Henri Cartier-Bresson was born in Chanteloup-en-Brie, France on August 22, 1908. While his true passion in life was as a painter, Henri Cartier-Bresson is famous for his photography. He has been called the “father of modern photojournalism”, and was best known for candid photos.
His interest in art began very early in his life. When he was young, he explored the use of a 3×4 view camera for family pictures and photos around the neighborhood. Throughout the1920s, he studied painting at a private school in Paris, and later was able to use his knowledge and training to better his photography.
After serving one year of service in the French military, Henri caught interest in photography. He began to see the connection between painting and photography, and became inspired to take his camera “out into the street”, as he stated. His ultimate goal was to capture life and candid emotion by remaining anonymous to his subjects. To attain this goal, he even went as far as to paint all of the bright or metallic parts of his camera black, so they would be more inconspicuous.
Becoming a Photojournalist
Early in 1934, Henri Cartier-Bresson met photographers David Seymour and Robert Capa. The three became friends and shared a studio throughout the early 1930’s, and Capa mentored Cartier-Bresson. Later, the three would help create Magnum Photos.
Cartier-Bresson’s first published work was actually of fashion, which was not his best work because he claimed he no idea how to interact with the models or work within the atmosphere. It was not until 1937 that Cartier-Bresson would have photojournalism images published. These were images of his coverage of the coronation of King George VI, in which he took no photos of King George. Instead, he took photos of the crowd.
World War II
Henri Cartier-Bresson married the Indonesian dancer, Ratna Mohini in 1937. They lived together in a large studio with only a small bedroom, kitchen and a bathroom where he developed film. For the next two years Cartier-Bresson worked as a photojournalist for the French Communists’ evening paper. Then, as World War II broke out, he joined the French Army as a Corporal in the Film and Photo unit.
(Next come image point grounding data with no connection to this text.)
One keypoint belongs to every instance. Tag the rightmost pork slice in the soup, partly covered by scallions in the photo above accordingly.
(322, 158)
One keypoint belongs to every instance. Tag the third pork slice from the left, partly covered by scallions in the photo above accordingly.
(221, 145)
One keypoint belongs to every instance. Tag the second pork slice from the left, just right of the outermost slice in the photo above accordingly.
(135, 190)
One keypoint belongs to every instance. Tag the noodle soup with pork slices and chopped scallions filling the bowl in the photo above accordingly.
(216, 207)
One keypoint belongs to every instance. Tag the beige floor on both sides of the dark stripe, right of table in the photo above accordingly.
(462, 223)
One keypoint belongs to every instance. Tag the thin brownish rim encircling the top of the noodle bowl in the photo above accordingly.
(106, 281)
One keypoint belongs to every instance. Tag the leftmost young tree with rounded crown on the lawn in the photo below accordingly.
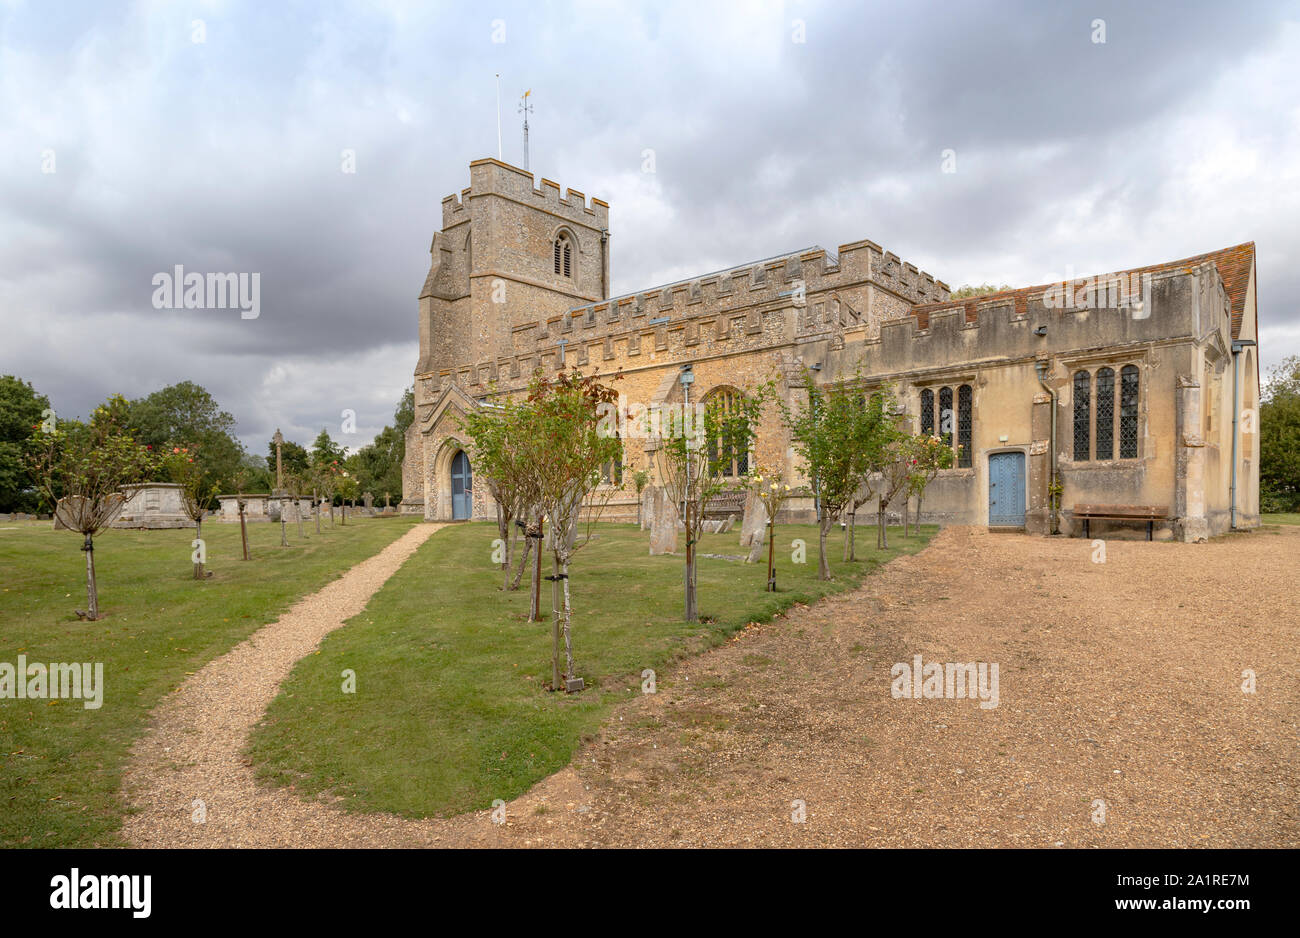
(81, 468)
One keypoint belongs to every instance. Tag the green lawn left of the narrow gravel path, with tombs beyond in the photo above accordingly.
(63, 763)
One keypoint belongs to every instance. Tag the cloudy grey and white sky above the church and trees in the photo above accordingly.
(136, 137)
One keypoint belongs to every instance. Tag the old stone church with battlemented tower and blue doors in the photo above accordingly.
(1136, 390)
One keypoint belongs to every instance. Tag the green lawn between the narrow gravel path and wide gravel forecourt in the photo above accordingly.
(450, 709)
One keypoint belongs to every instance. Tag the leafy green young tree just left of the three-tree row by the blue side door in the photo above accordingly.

During battle in June 1940 at St. Dié, Cartier-Bresson was captured by German soldiers. He spent three years in a prisoner-of-war camp doing forced labor under the German Reich, and tried three times to escape. He succeeded on his third attempt and hid on a farm before making his way back to France. Once he was there, he began underground work, helping more escape and continuing work with photographers to document the Occupation and then the Liberation of France.
After World War II ended, Cartier-Bresson was asked by an American organization to make a documentary of his coverage during the war. The documentary focused on returning refugees and debuted in 1947.
1947 also saw the creation of Magnum Photos. Cartier-Bresson, with his old mentor Robert Capa, David Seymour, and George Rodger founded the agency as a co-operative photo agency owned by its members. The founding team set their assignments world areas among the members. Cartier-Bresson was assigned to India and China.
Cartier-Bresson again received international recognition as he covered the funeral of Gandhi in India 1948. He also photographed the last surviving Imperial eunuchs in Beijing, when the city began falling to the communists. He then went to India to cover their independence from the Dutch.
Retirement and Legacy
Finally in 1968, Cartier-Bresson began to turn away from photography and back to his passion of painting. He withdrew as a member of Magnum. In 1967, he had divorced from his first wife, and married photographer Martine Franck, in 1970.
Cartier-Bresson then officially retired from photography in the early 1970s and by 1975 no longer took any pictures which were not private portraits. He even said his camera was kept in a safe and rarely taken out.
Cartier-Bresson died at the age 95 in France August 3, 2004. No cause of death was ever announced. His legacy continues today for candid life photography, and he remains a source of inspiration for photojournalists.